Research: Correcting Rear Suspension Geometries

When we lower our cars, the baseline suspension geometry changes. For most people, this is an acceptable trade-off for the benefits of a lowered car. We can use Roll Center Correction Kits to fix roll steer in the front, but in the rear, things are more complicated. Further, since I am considering a RWD conversion, the rear axles need to be leveled out so the cv joints will last longer.

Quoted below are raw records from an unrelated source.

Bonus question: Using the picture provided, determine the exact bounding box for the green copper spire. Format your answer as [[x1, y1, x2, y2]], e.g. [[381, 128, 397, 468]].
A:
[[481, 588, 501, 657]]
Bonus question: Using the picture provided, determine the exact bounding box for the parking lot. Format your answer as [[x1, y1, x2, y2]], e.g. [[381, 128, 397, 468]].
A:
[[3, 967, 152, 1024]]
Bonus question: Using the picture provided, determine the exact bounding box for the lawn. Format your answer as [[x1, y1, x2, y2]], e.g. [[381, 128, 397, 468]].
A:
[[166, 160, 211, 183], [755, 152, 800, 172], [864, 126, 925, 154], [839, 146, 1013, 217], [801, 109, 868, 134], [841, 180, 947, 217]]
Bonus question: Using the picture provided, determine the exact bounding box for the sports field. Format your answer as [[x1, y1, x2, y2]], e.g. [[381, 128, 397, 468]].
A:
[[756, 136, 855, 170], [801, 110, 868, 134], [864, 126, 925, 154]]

Correcting Rear Roll Center

Currently, there are only two off-the-shelf options that I have found to correct rear roll steer on a GD chassis: Wisefab and TSSFab. Both add around 50mm of roll center correction, however, there are some differences between the two designs.

Wisefab Rear Knuckles
TSSFab Rear Knuckles

Hub & Bearing

Wisefab uses the STi press-in rear bearing (27 spline), which means you need to run R180 (27 spline) friendly axles. If you want to keep the R160 (25 spline), you will need to buy hybrid axles or make them yourself. GR WRX axles might work, but there could be some differences between press-in and bolt-on 27-spline hubs that prevent the CV joint from fully seating. The TSSFab rear knuckle uses the GR/BRZ bolt-on rear hubs, so you will need GR WRX or STi rear axles depending on your rear diff.

Rear Brakes

The Wisefab knuckles will accept the GD rear parking brake setup with some modifications to the knuckle for the brakes. You might be able to use sliding calipers since this is determined by the backing plate. I wouldn’t count on this solution without mods, though.

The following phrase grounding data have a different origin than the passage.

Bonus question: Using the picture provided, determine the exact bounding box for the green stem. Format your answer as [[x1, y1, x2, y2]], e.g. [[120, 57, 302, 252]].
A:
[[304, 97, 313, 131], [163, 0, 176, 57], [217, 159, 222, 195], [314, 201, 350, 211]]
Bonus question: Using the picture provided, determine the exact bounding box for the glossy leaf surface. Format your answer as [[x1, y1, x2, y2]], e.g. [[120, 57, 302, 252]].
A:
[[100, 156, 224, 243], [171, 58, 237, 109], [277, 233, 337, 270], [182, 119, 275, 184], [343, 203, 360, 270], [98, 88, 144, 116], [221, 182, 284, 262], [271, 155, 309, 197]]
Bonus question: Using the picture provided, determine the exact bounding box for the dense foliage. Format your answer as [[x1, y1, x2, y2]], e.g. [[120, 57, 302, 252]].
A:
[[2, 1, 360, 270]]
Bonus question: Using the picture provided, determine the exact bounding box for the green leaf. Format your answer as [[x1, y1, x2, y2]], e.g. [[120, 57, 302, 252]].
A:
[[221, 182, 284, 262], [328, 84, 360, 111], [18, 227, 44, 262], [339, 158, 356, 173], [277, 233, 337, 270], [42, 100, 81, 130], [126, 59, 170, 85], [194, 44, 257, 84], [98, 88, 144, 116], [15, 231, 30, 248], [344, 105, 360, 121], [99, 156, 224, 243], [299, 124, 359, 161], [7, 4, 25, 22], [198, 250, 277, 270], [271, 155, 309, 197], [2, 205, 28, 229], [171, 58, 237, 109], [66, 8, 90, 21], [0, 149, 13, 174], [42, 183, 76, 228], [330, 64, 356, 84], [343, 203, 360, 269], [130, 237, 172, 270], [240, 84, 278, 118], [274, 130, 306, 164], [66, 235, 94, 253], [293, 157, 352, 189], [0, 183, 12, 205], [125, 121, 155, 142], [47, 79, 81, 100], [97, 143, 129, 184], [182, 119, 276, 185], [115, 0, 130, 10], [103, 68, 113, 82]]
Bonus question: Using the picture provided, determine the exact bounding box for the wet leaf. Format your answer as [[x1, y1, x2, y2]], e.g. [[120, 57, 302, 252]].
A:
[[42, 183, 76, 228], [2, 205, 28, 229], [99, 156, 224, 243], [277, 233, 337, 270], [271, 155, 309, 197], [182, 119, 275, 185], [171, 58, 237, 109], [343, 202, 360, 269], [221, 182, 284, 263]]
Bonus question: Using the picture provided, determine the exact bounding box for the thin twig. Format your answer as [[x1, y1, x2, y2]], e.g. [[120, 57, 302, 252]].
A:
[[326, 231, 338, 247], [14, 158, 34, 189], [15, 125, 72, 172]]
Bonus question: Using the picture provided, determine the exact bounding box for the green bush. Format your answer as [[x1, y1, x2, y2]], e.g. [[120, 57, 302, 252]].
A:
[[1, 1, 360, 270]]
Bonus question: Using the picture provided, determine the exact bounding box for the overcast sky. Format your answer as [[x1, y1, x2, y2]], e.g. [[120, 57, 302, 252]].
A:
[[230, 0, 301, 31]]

TSSFab uses GR STi or BRZ rear rotor. The GR parking brake should work since the backing plate is sandwiched between the hub and the knuckle. Since the caliper is directly mounted to the knuckle; GR STi Brembos bolt up to GR WRX knuckles, and BRZ rear knuckles are supposedly the same rear knuckle; it may be possible to use floating calipers from a BRZ/LGT. I have now, only with the smaller parking brake (170mm vs. 190mm).

However, the safest assumption is that Brembo calipers will likely be needed on either setup.

Axle Angle

As a car is lowered, the angle of the axles increases. The wheel has a fixed height, so the lower the suspension, the lower the diff is from the hub. The only way to level out the axle on a lowered car is to raise the differential. The opposite happens when you lift a car, and the diff needs to be lowered. TSSFab and MSI (Moore Sport) both make rear subframes; however, info on the MSI subframe specs is hard to come by. And I don’t see subframes on their website anymore.

TSSFab has a “Geometry Special” rear subframe/T-bar that lifts the rear diff up, although I am not sure how much correction the relocation adds. Modifying the stock t-bar might be pretty straightforward; the mounting points need to be moved up; however, TSSFab sells a T-bar as well.

Note the upward angle of the axle from the diff to the hub.

Either way, these are two mods that will probably sit on the backburner for a while. They are pretty expensive parts that require other fairly expensive components to work on my WRX. However, I think it is always a good idea to look ahead at mods coming down the pike.